AI doesn’t look things up before it answers — it generates text based on patterns, not facts. That’s why it can sound completely confident while being completely wrong.
This Has a Name: Hallucination
When AI produces information that sounds real but isn’t, researchers call it a hallucination. The term is a little dramatic, but it captures something true: the AI isn’t lying to you. It genuinely doesn’t know the difference between what’s true and what just fits the pattern.
Think of it this way. If you asked someone to write a convincing-sounding news article without actually checking any facts, they could probably pull it off. That’s essentially what AI is doing — it’s very good at writing text that reads like accurate information, regardless of whether the content is accurate.
Why AI Can’t Self-Check
When you search Google, the system finds existing pages. When you ask an AI, it constructs a response word by word based on statistical probability — what word is most likely to come next given everything it was trained on.
At no point in that process does the AI verify its answer against a database of facts. It doesn’t have access to one during generation. It produces text that is plausible, not text that is proven. This is why you’ll sometimes see AI confidently name a book that doesn’t exist, quote a study with made-up statistics, or give you a URL that leads nowhere. The output looks right. The facts are wrong.
What This Means for Educators
As a teacher, coach, or consultant, your credibility is on the line if you share bad information. That means you can’t treat AI output the way you’d treat a Google result — you still need to verify anything you’re going to teach, publish, or send to a client.

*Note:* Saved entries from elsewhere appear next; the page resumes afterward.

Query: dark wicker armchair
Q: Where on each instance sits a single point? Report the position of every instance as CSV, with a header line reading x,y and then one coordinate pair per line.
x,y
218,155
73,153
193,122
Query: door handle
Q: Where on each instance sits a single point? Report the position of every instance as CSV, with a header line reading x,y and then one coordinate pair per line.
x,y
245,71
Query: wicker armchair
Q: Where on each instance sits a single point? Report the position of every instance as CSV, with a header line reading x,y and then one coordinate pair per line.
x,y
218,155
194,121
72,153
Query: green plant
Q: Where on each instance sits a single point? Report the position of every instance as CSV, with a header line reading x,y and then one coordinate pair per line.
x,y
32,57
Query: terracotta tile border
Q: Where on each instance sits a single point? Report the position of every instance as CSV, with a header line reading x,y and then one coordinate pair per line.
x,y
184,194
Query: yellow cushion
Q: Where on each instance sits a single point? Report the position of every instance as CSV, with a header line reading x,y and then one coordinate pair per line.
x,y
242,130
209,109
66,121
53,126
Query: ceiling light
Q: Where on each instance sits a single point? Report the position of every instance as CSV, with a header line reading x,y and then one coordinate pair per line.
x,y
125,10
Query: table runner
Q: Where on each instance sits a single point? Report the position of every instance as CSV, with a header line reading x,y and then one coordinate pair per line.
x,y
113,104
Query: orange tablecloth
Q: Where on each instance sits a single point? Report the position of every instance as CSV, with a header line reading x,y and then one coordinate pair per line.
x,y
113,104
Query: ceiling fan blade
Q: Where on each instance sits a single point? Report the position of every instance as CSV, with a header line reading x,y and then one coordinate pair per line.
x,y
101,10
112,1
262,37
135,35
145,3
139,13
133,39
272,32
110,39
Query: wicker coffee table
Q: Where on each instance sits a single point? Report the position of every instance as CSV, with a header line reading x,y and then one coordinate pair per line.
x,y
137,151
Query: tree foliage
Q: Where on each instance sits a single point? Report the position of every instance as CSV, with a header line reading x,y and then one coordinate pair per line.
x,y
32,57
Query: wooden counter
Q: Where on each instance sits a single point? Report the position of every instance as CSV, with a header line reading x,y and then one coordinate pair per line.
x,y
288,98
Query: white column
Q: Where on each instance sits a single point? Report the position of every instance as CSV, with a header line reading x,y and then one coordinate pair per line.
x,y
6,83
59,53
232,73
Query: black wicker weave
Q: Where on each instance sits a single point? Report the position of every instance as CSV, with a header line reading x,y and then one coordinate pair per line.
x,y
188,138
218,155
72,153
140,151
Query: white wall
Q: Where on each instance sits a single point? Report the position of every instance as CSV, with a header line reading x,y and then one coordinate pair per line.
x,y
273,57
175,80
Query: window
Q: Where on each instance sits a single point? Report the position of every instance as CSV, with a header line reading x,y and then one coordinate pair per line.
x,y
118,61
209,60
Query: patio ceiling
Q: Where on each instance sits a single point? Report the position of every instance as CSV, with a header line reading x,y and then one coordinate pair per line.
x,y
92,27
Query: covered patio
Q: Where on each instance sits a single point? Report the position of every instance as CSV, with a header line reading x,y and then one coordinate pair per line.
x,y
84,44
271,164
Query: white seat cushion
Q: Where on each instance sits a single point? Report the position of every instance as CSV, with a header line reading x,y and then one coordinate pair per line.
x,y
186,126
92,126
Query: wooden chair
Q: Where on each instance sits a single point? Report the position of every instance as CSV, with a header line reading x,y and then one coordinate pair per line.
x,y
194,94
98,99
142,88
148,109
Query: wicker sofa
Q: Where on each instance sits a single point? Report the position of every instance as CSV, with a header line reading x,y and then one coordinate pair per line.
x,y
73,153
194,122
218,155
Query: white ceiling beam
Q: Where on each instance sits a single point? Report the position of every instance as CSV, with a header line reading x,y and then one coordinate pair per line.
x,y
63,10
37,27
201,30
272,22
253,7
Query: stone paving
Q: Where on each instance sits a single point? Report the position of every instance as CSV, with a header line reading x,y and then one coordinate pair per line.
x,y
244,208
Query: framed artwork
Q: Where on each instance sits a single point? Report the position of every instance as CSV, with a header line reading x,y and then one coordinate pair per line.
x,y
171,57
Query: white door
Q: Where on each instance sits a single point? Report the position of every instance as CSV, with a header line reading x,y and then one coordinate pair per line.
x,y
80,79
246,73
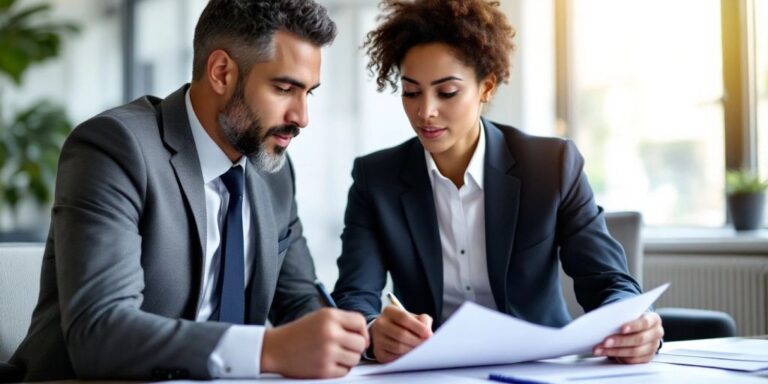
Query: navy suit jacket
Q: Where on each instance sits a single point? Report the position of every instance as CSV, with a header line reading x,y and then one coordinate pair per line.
x,y
539,210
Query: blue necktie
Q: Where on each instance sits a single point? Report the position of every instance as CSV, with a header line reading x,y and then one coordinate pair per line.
x,y
232,270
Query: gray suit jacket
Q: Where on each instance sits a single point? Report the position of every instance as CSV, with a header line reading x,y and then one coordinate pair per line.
x,y
123,263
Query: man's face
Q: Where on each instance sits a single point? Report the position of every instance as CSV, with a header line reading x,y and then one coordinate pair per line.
x,y
268,107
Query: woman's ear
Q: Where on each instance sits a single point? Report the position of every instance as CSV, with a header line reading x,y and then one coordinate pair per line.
x,y
487,88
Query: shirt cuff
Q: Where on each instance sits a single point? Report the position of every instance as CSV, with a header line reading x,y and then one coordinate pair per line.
x,y
368,353
238,354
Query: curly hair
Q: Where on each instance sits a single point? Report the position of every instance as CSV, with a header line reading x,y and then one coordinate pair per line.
x,y
244,29
477,31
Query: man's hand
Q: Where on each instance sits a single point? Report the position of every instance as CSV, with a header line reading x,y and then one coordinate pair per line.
x,y
326,343
396,332
636,342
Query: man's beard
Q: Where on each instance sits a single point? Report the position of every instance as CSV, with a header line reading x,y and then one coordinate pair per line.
x,y
242,128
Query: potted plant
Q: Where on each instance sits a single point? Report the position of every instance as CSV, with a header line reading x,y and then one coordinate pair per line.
x,y
30,140
746,199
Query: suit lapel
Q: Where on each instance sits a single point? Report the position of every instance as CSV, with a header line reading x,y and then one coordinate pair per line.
x,y
502,196
419,207
261,288
177,135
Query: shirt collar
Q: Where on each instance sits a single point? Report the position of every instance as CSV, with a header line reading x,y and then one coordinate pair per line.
x,y
476,164
213,161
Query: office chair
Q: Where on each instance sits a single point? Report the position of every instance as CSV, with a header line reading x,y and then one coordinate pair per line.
x,y
679,323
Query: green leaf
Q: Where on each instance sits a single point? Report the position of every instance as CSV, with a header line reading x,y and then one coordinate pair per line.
x,y
6,5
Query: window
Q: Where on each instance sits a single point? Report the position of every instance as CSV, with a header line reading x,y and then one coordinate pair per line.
x,y
645,91
761,82
761,85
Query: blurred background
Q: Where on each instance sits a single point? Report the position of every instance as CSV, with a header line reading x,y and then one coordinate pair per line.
x,y
661,97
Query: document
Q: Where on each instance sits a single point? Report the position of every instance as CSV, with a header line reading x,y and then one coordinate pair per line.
x,y
604,371
732,353
475,335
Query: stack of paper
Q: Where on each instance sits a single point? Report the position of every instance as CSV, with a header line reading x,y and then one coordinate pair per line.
x,y
475,335
736,354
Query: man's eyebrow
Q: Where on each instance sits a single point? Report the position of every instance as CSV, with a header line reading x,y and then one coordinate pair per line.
x,y
435,82
294,82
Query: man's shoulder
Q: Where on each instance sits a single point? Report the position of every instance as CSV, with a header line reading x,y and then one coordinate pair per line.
x,y
141,112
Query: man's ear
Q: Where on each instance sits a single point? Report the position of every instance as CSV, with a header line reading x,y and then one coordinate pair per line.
x,y
221,72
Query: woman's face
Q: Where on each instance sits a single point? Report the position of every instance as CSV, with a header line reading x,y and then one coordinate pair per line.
x,y
442,98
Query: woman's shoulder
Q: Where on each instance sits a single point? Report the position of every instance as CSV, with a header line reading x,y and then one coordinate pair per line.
x,y
391,155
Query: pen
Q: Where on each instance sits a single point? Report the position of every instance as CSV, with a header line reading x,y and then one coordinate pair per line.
x,y
324,293
395,301
512,379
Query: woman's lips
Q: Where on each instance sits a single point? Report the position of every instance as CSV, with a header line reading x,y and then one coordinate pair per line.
x,y
429,132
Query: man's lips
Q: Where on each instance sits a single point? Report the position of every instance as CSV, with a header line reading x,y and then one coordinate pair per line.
x,y
283,140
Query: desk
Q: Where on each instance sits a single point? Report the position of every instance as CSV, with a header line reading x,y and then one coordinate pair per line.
x,y
672,373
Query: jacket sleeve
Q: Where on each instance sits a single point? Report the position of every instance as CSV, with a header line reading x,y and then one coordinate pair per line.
x,y
362,273
588,253
100,196
295,294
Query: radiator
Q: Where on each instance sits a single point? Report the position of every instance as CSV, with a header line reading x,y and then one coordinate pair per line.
x,y
737,285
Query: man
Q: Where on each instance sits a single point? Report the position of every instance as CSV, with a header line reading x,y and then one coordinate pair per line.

That doesn’t mean AI isn’t useful. It’s still incredibly helpful for drafting, outlining, brainstorming, and explaining concepts. It just means you treat it like a smart, fast assistant who sometimes makes things up — one you’d always double-check before putting your name on.
The Simple Rule to Use
Use AI to generate, use your expertise to verify. The more specific the claim — a date, a statistic, a person’s name, a citation — the more important it is to check. General explanations and frameworks tend to be safer. Specific facts need confirmation.
Once you build this habit, hallucination becomes a manageable quirk rather than a deal-breaker. You’re not eliminating AI’s weakness — you’re working around it the same way any professional works around the limits of their tools.